Pekerjaan berat pun mulai dijalani Aishe. Mulai dari menyiapkan air mineral di setiap meja, menyeduh teh atau kopi untuk beberapa manager, membersihkan koridor, bahkan membelikan beberapa staf makan siang.
Pada hari pertama, dia tidak mengeluh sedikit pun. Namun seminggu kemudian, ia sudah mulai lelah. Tujuannya kembali dan meminta tolong Diego adalah membalas dendam, bukan kembali menjadi sampah yang diinjak-injak seenaknya.
Aishe pun akhirnya protes pada Diego saat kembali dari kantor. Dengan ekspresi marah, ia membuang tasnya begitu saja ke lantai.
"Saya pikir, kita sudah sepakat sebelumnya, Tuan?" Aishe memandang Diego yang sedang santai menikmati secangkir teh.
"Apa yang membuatmu tidak puas?"
"Saya ingin membalas dendam. Membawa pria itu ke dasar neraka, tapi kenapa Anda menempatkan saya pada posisi demikian?" Aishe perlahan kehabisan kesabarannya.
Diego menghela napas panjang, kemudian menegakkan punggungnya dan menatap Aishe. Tatapan dingin, bagai sebilah jarum kecil yang dilempar begitu kuat, menusuk ke dalam, menggetarkan sendi.
Bulu kuduk Aishe tiba-tiba berdiri, tangannya gemetar tanpa kendali. Hingga akhirnya dia menjatuhkan dirinya dan berlutut di hadapan Diego.
"Ma-maaf, saya tidak seharusnya mengeluh."
Diego kembali menarik napas panjang dan perlahan menaikkan dua sudut bibirnya. Tepat pada saat dia tersenyum, Ashan datang membawa sebuah kotak.

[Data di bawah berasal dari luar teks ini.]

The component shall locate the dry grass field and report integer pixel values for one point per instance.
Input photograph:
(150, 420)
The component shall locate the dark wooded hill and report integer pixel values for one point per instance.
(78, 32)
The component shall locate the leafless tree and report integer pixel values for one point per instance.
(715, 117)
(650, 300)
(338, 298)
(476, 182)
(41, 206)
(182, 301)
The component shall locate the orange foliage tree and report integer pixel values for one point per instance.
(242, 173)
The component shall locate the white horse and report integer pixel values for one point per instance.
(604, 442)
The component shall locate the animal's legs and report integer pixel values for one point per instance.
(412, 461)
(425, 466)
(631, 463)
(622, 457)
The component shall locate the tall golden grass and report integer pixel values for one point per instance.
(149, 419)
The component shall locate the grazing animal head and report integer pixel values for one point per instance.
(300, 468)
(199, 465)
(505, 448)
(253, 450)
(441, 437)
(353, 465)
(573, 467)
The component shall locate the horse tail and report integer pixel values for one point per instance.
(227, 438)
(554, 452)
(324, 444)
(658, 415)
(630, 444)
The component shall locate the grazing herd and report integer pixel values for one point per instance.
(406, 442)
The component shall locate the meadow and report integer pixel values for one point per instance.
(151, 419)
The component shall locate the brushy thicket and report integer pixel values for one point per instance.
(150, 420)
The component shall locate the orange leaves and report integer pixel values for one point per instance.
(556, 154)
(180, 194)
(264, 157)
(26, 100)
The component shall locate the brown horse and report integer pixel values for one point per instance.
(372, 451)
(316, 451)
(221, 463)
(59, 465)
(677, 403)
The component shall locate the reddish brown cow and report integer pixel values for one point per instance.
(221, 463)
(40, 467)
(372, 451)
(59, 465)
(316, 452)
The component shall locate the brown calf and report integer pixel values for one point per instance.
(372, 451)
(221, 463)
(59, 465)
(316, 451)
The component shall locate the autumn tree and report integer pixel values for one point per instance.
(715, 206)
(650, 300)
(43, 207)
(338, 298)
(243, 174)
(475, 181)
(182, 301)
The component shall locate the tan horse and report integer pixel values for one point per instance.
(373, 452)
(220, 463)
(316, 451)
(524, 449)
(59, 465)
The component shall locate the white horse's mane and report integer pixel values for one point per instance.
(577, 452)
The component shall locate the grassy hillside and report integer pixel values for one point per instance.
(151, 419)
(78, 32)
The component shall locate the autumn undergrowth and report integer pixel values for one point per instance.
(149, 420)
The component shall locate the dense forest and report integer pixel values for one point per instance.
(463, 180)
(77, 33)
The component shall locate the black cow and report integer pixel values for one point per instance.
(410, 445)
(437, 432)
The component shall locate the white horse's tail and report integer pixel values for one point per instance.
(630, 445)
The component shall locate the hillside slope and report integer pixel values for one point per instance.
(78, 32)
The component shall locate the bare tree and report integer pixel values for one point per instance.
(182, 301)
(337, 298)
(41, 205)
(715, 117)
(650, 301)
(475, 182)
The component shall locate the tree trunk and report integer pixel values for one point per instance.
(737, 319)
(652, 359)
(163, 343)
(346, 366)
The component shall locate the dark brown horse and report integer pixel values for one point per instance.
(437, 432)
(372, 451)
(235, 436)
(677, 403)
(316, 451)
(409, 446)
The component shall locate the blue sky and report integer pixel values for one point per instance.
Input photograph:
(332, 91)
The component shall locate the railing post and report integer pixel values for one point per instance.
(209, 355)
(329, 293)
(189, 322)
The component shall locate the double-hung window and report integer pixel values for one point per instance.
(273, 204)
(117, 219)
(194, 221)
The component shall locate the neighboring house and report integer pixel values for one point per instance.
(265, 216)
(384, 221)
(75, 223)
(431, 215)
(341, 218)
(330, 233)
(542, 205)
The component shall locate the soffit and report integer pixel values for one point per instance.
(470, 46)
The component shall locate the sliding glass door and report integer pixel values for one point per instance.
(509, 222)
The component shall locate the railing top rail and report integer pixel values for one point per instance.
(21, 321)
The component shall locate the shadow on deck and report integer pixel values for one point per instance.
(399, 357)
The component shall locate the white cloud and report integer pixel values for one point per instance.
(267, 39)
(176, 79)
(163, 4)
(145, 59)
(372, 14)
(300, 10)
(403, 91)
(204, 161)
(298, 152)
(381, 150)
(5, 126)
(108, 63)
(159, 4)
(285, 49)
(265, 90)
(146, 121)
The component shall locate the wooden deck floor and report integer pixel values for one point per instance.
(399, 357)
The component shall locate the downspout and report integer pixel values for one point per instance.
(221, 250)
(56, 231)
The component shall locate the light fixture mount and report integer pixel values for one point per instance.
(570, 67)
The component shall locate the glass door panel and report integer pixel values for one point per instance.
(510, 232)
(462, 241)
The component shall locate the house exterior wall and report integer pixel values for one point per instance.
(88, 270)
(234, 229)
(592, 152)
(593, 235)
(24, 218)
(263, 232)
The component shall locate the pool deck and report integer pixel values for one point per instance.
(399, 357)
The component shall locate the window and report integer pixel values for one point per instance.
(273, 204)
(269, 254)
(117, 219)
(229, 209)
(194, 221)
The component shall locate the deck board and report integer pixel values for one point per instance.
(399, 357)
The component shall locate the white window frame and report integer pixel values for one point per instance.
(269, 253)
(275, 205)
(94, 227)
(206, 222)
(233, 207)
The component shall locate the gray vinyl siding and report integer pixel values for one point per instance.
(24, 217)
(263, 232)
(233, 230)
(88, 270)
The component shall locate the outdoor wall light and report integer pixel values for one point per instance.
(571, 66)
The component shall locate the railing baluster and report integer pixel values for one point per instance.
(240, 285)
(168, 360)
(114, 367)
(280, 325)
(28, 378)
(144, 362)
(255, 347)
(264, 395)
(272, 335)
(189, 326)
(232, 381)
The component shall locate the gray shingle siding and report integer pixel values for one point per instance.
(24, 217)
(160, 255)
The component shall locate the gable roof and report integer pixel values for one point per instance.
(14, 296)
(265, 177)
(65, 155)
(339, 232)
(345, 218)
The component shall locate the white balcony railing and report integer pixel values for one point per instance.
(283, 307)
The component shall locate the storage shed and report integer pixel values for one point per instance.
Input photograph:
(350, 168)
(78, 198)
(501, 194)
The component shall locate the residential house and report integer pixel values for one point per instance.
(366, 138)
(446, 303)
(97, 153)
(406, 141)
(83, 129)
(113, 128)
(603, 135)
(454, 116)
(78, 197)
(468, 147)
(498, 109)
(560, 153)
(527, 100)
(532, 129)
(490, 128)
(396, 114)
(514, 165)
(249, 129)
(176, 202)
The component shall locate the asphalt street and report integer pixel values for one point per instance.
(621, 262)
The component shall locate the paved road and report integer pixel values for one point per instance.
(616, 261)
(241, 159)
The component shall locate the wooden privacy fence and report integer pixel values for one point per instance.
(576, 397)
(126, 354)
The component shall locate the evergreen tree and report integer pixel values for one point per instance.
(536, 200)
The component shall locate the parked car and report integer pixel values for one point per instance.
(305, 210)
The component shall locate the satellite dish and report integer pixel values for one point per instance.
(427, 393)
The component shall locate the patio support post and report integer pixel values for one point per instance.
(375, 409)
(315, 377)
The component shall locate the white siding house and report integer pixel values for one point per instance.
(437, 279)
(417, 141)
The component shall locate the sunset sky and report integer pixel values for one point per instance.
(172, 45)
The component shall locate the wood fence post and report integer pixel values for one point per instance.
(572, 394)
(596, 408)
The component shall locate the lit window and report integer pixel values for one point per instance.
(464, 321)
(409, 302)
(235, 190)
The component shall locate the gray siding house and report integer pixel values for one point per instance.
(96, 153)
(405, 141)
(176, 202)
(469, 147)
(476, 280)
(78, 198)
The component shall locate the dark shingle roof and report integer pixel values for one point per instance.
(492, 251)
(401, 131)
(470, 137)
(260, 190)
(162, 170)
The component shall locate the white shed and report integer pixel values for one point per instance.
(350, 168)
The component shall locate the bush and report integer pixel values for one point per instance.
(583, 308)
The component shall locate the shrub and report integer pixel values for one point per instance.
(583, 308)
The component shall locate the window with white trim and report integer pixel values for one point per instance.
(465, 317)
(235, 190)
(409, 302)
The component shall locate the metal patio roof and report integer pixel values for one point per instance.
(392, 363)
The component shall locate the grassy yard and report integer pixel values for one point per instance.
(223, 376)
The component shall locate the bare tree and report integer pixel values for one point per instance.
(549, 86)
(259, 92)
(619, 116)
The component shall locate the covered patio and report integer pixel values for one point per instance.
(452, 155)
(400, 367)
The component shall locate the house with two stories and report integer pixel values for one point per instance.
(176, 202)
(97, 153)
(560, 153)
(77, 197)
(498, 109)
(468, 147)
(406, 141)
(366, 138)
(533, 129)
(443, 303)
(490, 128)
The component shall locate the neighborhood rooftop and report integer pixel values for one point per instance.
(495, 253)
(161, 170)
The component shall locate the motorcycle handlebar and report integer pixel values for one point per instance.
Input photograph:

"Berikan itu padanya!" titah Diego memberi perintah pada Ahsan. Ashan dengan patuh memberikan kotak berwarna hitam doff kepada Aishe.
"Pakai itu dan persiapkan dirimu dalam satu jam!" ucapnya singkat, lalu pergi masuk ke dalam kamar.
Aishe tidak bereaksi apapun, ia hanya memandangi kotak hitam itu sambil mengepalkan tangannya kuat-kuat. Ingin marah, tapi tidak mampu. Ingin protes, tapi tidak sanggup. Dirinya seakan berada di ujung pisau bermata dua, bergerak kemana pun, ia tetap menderita.